Some more lung cancer cells, nyquist sampling

[kinase]

Someone from Nikon stopped by to help us install an incubation unit on our confocal scope. Someone from a different lab brought a GFP tagged tubulin cell line with him to come give it a test and we had a look. I watched tubulin moving around in a cell in real time at a very fast frame rate in 3D. Needless to say it was one of the coolest things I've ever seen, unfortunately I don't have any of that video. What I did do though is learn how to make the microscope stitch together images that it had taken of my field of view, using nyquist sampling. The end result is the system is operating at its maximum resolving power because the detector and laser settings are set such that they are able to work perfectly with the maximum resolving power of the lens. It's basically setting the unit of detection to be much smaller than the expected smallest detail (which is NA dependent) to be. I also figured out how to play with the pinhole size, which can increase resolution until it's so small that diffraction around the pinhole degrades it. The system will also calculate optimum pinhole size based on lens and wavelength I can't see much of a difference in this case, except for the larger image but I'm happy that I know how to make the system operate at peak efficiency. This is truly a wonderful instrument.

Blue is DNA, red is markers of DNA damage, green is a protein that's supposed to be mostly nuclear. I'm not sure why so much of it was out in the cytoplasm in this set, I'd like to see if the ER is there but I don't have an ER antibody. The other odd thing about this sample was that the innate levels of DNA damage are very high, seen in the second photo, all the red. Maybe they were mad at me or something. I'm redoing this with a more freshly unfrozen batch of cells because of the cytoplasmic green and too much DNA damage.
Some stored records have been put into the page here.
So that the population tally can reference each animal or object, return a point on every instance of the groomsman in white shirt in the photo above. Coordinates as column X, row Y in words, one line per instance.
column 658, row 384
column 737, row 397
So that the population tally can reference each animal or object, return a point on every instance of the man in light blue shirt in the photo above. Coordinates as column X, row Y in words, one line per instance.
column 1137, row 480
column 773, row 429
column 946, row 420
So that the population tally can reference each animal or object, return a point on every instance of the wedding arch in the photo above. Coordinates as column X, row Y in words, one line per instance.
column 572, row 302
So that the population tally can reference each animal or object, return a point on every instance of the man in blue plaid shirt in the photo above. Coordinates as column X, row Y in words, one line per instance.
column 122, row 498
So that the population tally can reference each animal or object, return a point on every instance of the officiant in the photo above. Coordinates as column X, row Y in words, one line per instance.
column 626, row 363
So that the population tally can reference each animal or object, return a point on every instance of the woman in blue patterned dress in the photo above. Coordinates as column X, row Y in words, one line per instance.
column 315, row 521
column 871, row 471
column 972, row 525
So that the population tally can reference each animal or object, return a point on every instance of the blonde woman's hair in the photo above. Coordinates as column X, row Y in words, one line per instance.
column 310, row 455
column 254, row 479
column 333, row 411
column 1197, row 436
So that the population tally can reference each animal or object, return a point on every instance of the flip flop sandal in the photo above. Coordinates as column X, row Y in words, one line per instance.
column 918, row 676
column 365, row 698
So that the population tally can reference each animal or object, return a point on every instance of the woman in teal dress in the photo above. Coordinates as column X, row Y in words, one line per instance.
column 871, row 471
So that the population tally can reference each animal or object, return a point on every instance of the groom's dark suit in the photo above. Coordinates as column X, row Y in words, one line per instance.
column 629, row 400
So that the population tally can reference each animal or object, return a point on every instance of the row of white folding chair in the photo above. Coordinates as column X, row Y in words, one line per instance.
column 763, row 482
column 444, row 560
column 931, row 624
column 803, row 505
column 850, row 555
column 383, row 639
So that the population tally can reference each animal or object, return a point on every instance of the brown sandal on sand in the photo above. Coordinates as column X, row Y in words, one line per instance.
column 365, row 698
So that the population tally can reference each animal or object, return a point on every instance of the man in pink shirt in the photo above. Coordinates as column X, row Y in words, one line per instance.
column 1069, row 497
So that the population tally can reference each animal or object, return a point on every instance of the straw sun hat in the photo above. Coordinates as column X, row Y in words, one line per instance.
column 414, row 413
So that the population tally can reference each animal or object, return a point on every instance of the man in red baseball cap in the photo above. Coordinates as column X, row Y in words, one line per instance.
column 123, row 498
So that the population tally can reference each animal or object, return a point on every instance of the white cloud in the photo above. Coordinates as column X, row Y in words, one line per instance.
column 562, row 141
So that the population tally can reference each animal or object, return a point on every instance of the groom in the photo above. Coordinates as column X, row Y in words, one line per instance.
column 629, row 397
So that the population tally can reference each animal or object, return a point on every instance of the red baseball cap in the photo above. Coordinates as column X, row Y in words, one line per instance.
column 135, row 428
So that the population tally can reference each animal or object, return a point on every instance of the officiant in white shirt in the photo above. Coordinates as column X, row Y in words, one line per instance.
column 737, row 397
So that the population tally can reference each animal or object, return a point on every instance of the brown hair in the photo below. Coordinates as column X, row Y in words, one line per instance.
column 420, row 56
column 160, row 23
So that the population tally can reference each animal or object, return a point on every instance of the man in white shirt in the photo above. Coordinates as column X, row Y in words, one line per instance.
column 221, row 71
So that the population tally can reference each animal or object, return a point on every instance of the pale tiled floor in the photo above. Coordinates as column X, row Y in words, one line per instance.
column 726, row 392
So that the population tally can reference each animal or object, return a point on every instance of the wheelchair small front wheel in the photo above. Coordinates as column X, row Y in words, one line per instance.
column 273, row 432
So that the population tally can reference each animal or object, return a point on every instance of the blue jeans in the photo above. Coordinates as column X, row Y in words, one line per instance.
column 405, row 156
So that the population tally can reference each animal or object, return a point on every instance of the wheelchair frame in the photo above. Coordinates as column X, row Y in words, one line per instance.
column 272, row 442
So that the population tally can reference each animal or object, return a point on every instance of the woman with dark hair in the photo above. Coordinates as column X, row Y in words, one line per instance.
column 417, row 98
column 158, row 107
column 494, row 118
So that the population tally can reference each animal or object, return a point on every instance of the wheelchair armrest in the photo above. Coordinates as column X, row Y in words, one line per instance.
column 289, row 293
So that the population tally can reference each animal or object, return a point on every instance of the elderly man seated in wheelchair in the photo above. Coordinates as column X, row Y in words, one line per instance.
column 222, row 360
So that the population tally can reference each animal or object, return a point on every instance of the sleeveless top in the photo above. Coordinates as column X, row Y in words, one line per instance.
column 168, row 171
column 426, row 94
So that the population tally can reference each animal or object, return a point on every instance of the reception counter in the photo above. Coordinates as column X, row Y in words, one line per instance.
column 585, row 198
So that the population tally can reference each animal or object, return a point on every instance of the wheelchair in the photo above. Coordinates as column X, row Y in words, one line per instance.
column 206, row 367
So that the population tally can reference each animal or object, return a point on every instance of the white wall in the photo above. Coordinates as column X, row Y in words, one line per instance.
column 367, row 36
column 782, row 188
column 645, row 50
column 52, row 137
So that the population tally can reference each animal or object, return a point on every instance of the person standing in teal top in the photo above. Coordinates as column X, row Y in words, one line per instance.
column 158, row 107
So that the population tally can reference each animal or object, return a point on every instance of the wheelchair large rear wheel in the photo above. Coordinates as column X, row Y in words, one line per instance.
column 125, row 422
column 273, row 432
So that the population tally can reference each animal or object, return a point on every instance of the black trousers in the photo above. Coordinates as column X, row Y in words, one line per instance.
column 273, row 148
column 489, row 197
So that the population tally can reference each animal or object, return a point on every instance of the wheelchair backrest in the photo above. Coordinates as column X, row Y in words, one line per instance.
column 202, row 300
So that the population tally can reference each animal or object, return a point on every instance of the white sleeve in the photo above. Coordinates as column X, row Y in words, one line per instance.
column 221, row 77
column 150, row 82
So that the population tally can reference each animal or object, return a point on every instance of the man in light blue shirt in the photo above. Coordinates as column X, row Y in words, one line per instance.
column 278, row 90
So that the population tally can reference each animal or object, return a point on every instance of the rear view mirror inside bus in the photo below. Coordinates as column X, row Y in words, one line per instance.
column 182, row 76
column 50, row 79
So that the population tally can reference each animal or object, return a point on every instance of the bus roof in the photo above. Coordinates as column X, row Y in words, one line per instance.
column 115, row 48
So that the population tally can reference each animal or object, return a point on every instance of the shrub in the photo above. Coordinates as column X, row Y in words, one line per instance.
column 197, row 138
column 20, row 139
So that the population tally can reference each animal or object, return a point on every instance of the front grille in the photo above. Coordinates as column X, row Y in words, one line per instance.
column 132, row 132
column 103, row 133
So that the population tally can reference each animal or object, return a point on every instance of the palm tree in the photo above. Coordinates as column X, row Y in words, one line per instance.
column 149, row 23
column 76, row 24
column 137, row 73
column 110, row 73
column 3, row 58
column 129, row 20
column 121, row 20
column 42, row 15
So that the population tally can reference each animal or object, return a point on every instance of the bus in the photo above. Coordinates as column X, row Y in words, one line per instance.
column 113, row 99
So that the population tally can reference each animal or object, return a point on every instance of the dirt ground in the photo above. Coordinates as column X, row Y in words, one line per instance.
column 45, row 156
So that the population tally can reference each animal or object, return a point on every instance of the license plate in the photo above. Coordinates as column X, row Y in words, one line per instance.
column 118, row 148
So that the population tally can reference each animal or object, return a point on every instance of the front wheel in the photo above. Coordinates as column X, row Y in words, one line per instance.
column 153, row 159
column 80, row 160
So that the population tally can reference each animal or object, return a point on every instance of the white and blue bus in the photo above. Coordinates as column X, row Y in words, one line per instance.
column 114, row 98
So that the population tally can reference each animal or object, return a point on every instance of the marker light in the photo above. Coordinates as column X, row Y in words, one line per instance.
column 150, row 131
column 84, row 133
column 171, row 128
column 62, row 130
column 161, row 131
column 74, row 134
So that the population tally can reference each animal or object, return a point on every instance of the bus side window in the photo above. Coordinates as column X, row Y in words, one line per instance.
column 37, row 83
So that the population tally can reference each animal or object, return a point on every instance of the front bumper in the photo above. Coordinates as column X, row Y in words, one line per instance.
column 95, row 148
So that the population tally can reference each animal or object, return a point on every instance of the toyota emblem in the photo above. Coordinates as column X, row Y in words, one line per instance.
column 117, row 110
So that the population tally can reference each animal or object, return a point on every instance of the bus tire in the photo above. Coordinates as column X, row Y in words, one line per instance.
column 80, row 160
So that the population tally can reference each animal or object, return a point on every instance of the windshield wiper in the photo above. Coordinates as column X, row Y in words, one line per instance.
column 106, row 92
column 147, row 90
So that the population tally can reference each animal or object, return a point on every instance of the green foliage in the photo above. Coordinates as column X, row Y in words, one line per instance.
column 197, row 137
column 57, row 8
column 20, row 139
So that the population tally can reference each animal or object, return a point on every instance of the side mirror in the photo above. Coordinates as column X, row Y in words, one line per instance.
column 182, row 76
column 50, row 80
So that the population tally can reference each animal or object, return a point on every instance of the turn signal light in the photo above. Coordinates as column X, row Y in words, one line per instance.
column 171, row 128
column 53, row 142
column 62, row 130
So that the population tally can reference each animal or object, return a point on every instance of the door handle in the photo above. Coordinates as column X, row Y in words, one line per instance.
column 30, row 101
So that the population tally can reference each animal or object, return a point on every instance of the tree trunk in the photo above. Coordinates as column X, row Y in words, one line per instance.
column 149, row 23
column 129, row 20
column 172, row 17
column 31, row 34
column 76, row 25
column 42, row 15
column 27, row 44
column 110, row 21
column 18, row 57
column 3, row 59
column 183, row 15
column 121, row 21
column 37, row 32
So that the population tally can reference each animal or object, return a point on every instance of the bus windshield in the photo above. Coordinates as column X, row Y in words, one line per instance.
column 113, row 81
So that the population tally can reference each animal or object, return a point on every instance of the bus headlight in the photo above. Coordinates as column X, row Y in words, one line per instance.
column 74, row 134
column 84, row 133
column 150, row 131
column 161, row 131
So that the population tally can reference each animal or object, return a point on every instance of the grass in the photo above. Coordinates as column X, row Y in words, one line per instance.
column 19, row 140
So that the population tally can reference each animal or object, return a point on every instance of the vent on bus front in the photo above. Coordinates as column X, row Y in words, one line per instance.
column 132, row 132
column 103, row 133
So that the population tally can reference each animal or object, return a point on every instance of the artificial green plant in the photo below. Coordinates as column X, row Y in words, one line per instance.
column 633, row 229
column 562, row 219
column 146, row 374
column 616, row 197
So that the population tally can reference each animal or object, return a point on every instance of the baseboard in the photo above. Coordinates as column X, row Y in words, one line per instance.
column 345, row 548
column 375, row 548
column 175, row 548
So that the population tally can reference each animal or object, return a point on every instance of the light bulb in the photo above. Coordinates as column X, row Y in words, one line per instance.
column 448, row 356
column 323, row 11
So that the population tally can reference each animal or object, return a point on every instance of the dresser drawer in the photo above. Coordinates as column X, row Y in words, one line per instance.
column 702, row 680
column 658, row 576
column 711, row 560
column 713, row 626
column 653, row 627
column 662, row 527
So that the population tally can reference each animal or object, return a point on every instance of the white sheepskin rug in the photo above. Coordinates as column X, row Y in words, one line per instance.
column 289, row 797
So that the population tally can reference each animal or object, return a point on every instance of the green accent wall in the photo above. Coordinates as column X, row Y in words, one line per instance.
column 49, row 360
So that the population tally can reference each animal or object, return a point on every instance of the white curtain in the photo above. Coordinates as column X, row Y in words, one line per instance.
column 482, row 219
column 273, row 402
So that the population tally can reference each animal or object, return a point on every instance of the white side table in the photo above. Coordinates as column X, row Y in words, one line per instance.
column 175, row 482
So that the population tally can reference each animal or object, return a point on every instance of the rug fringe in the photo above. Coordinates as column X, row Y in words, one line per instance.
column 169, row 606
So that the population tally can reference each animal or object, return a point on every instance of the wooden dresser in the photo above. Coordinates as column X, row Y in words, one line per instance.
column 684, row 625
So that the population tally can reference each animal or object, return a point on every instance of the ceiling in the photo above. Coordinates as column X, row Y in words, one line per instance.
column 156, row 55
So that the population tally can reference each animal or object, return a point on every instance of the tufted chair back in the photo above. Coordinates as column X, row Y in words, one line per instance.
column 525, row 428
I believe the couple of cells that don't have red was because the red was out of the focal plane which is very small on a confocal.
I also realized that I've never used regular transmitted light/DIC on this scope and if someone asked what lung cancer cells look like, I'd only have a picture from my phone through the eyepiece normal microscope to show them, or these glowing things. I'll have to grab a DIC image next time.

[75RR]

Striking images!

[Crater Eddie]

Very interesting indeed! Please continue to post images such as these.
CE

[zzffnn]

Very intertesting.

What is that "green" nuclear protein? Did you play around tag concentration and binding specificity?

Can you swell the nuclear membrane without killing cells quickly, with some treatment or under pathological condition? I have not tread about DNA damage for 8 years, so I am just guessing and being curious.

And maybe change to a specific cytoplasmic marker, if you can manage them together?

[kinase]

I just did an antibody dilution test yesterday, the slide's curing right now. It was a chambered slide with 8 wells where on the top row I held the secondary antibody concentration constant and changed the primary, and the bottom row was the reverse of that. I'll have a chance to image it on a confocal on monday. I kind of refuse to take photos on the other fluorescence microscope because the confocal is just so much better.

Green is a certain transcription factor, made in the ER and sent to the nucleus via a nuclear localization signal. I'm unsure if the staining specificity was bad or if it was actually in the cytoplasm, I suspect that might be the ER because it's not all throughout the cytoplasm but only near the nucleus like that, although if it is I don't know why so much of it is there. I don't have a cytoplasm stain or an ER stain. If I did though, theoretically the microscope can handle 32 different dyes, even if they're very similar in color, so if you were inclined to stain 32 different structures, you could. Both primary antibodies are extremely specific for their target, as verified by western blots. And secondary only controls show that the secondaries aren't binding random stuff.

To fix, I used 37C 4% formaldehyde in PBS. I was reading a paper about the nucleus swelling and shrinking, someone fixed a cell while it was on the microscope and watched it. I was reading some formaldehyde chemistry and I think the warm formaldehyde helps because the warmer it is, the more percentage of the solution is actually formaldehyde instead of the non-crosslinking hydrate. Also the increased temperature makes diffusion and chemistry occur faster, and I figured the longer they're at body temp the better.